Quand vous ne maîtrisez plus votre environnement, il faut vous appuyer sur ce qui dépend de vous : ce sont les valeurs. Dans un environnement incertain, le projet se définit en grande partie par ses valeurs. Il est essentiel d’aligner les valeurs du projet, du porteur de projet et de l’entreprise. Les travaux de chercheurs en sciences sociales comme Icek Ajzen, ont mis en avant que trois variables influaient sur le succès d’un projet : sa désirabilité, la norme sociale et sa faisabilité. La faisabilité d’un projet, au début, on n’en sait rien. Il faut donc renforcer sa désirabilité et son acceptation sociale. Dans notre monde incertain, ce qui fonctionne, ce sont les marchés de l’attention et donc les innovations qui captent l’attention par leur radicalité, autrement dit qui s’appuient sur des valeurs fortes.

Vous dites également qu’il est nécessaire de se débarrasser de ses certitudes sur le projet ?

Oui, dans n’importe quel projet conduit dans l’incertain, les entreprises ont tendance à être victimes du "syndrome du lampadaire". C’est-à-dire qu’elles tentent de faire progresser le projet en entreprenant des actions dans des zones balisées, connues d’elles : là où le terrain est éclairé. Il faut, au contraire, que les porteurs de projets aillent chercher des signaux faibles sur leur projet, c’est-à-dire des informations surprenantes de prime abord. C’est pourquoi, notre outil comporte des cases qui incitent à effectuer un certain nombre d’explorations pour questionner ses certitudes, amender le projet en fonction des nouvelles informations recueillies… Cette attitude permet d’éviter le "biais des survivants" par lequel le porteur de projet se réfère au succès d’une méthode qu’il a lui-même expérimentée ou qu’il a vu réussir, sans voir ou sans avoir connaissance des échecs résultant de cette même méthode.

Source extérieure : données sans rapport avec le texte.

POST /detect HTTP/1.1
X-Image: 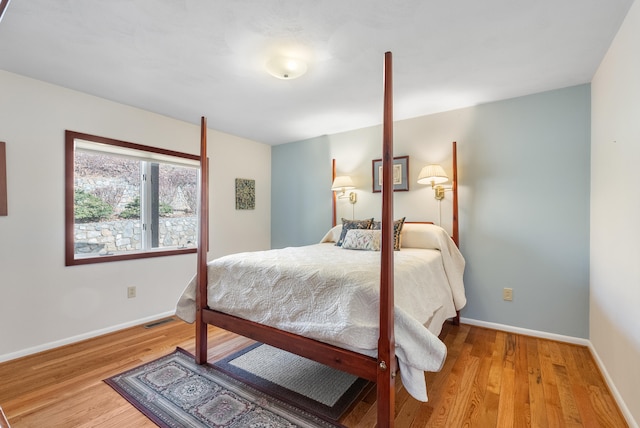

D’où l’importance du questionnement à toutes les étapes du projet.

Vous conseillez également de vous intéresser aux angles morts des projets…

Oui, souvent, les chefs d’entreprise ne sont pas suffisamment conscients des angles morts entourant leurs projets. Ils savent qu’il existe un certain nombre de sujets sur lesquels ils n’ont pas suffisamment d’informations, mais sous-estiment la quantité d’inconnues auxquelles ils devraient prêter attention. Notre outil donne des pistes pour limiter ces angles morts en effectuant un maximum d’explorations autour du projet. Il est possible de refaire DMC plusieurs fois de suite pour affiner un projet et ainsi optimiser ses chances de réussite.

Finalement, quelle est la recette gagnante pour réussir un projet dans un monde incertain ?

La clé du succès dans l’incertain, c’est l’apprentissage. Notre livre ne fournit pas un outil de reporting, mais un outil d’apprentissage. Le succès d’un projet repose sur le couple objectifs-valeurs et leur nécessaire concordance. Ensuite, il s’agit de questionner ce projet en menant un certain nombre d’explorations pour, au final, évaluer si, compte tenu des enseignements glanés au cours de ce cheminement, il est toujours pertinent de continuer le projet. Dans l’affirmative, il faut reformuler les objectifs poursuivis par le projet et les valeurs qu’il défend.